For now, Cahill is simply waiting for the 10-day period in which the Diamondbacks will make their decision. In the meantime, it’s a waiting game on this resolution, and in the end, it’s likely a waiting game to see how or when Cahill can be a productive pitcher at the major league level.
ELSEWHERE ON MONDAY …
The Diamondbacks placed infielder Eric Chavez on the 15-day disabled list and added two pitchers to the 25-man roster.
Reliever J. J. Putz was reinstated from the disabled list and the D-backs also recalled reliever Will Harris from Triple-A Reno.
“Right now, we’re a little short in the bullpen and need some fresh arms,” said manager Kirk Gibson prior to Monday’s home game with Houston. “I’m concerned about guys in the bullpen.”

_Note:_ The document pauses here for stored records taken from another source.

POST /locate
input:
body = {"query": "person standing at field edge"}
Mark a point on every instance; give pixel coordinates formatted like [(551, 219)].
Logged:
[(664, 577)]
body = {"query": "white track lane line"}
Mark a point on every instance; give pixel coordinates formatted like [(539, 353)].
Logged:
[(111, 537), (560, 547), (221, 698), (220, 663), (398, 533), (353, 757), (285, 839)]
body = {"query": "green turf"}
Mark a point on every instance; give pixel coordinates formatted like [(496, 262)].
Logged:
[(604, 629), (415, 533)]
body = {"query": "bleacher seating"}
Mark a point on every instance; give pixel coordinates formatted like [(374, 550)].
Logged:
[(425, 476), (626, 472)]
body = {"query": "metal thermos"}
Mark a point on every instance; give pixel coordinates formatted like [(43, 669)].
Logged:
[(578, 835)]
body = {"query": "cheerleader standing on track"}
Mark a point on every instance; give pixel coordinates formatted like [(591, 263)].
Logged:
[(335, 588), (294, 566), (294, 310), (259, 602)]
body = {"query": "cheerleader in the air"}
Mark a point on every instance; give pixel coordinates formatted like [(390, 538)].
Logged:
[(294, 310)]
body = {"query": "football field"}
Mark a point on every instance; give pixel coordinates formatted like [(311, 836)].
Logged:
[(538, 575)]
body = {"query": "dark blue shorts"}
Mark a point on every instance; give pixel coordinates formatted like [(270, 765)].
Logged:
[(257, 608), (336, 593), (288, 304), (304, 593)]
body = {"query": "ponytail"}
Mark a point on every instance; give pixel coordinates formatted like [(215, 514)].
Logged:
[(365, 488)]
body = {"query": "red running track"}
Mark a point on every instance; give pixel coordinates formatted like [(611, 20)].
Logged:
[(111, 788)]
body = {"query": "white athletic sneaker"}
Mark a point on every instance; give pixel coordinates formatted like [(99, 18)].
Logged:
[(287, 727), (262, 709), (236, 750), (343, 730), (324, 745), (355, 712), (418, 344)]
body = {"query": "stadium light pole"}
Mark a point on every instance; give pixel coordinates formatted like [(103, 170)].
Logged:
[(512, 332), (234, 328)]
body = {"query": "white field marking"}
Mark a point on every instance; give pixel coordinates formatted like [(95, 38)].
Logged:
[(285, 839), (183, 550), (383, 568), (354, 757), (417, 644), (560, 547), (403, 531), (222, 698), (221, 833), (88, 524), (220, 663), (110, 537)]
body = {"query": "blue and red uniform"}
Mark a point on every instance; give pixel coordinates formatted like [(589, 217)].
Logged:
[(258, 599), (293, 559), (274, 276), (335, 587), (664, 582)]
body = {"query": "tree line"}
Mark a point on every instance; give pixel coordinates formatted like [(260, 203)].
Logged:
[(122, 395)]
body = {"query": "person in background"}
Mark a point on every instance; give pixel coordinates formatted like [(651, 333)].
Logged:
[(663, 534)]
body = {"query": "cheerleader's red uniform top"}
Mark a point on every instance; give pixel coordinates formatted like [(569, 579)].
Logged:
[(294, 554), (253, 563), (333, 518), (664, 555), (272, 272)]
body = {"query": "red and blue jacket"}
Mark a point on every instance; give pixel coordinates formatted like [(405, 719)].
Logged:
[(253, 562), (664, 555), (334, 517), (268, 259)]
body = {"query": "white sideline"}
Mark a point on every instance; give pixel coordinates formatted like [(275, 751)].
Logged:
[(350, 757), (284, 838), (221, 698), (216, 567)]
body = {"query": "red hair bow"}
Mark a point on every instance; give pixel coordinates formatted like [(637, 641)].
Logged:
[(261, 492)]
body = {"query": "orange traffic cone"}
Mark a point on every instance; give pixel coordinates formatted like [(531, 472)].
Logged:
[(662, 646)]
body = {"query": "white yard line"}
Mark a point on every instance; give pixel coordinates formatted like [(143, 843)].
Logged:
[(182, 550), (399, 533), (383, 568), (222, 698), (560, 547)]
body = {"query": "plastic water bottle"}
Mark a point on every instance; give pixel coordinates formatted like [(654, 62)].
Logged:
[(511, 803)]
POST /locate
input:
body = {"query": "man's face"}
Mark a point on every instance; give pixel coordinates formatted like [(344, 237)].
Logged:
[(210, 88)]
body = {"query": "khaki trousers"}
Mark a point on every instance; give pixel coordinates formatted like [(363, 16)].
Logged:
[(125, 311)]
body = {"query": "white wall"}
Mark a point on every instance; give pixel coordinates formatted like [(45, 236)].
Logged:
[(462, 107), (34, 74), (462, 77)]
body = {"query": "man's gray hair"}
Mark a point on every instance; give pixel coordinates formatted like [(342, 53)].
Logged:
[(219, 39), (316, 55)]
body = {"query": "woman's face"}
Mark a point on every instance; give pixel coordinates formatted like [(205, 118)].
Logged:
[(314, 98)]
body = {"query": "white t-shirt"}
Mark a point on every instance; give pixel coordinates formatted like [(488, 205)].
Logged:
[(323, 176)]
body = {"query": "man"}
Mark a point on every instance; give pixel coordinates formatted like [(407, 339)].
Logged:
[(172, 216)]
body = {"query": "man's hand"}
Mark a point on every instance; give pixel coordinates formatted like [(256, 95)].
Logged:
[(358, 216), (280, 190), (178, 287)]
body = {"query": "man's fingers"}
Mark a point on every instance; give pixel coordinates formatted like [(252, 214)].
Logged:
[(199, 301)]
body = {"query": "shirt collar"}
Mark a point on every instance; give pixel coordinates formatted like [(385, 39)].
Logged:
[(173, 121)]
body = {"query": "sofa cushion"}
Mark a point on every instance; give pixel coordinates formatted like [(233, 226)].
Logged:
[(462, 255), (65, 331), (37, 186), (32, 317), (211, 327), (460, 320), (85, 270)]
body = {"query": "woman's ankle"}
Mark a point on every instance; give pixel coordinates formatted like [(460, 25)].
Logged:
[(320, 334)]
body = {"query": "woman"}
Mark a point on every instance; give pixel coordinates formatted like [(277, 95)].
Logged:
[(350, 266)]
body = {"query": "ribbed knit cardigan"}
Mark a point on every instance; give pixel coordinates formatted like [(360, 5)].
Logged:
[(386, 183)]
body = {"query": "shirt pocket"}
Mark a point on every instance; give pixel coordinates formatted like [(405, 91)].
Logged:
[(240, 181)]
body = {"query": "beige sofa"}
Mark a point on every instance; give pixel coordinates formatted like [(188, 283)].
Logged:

As well, Gibson indicated closer Addison Reed is under treatment for a’ tired arm” and has experienced a loss of velocity in his fast ball. Still, Reed should be available when, Gibson said, “the game situation dictates.”
At Reno, Harris was 3-2 and a 1.13 ERA in 20 games. On the DL since May 6 with right forearm tighness, Putz appeared in 13 games so far this season, compiled a 1-0 mark with a 5.40 ERA.
Now on the DL, Chavez was hitting .246 (17-for-69) with three home runs and eight RBIs in 43 games.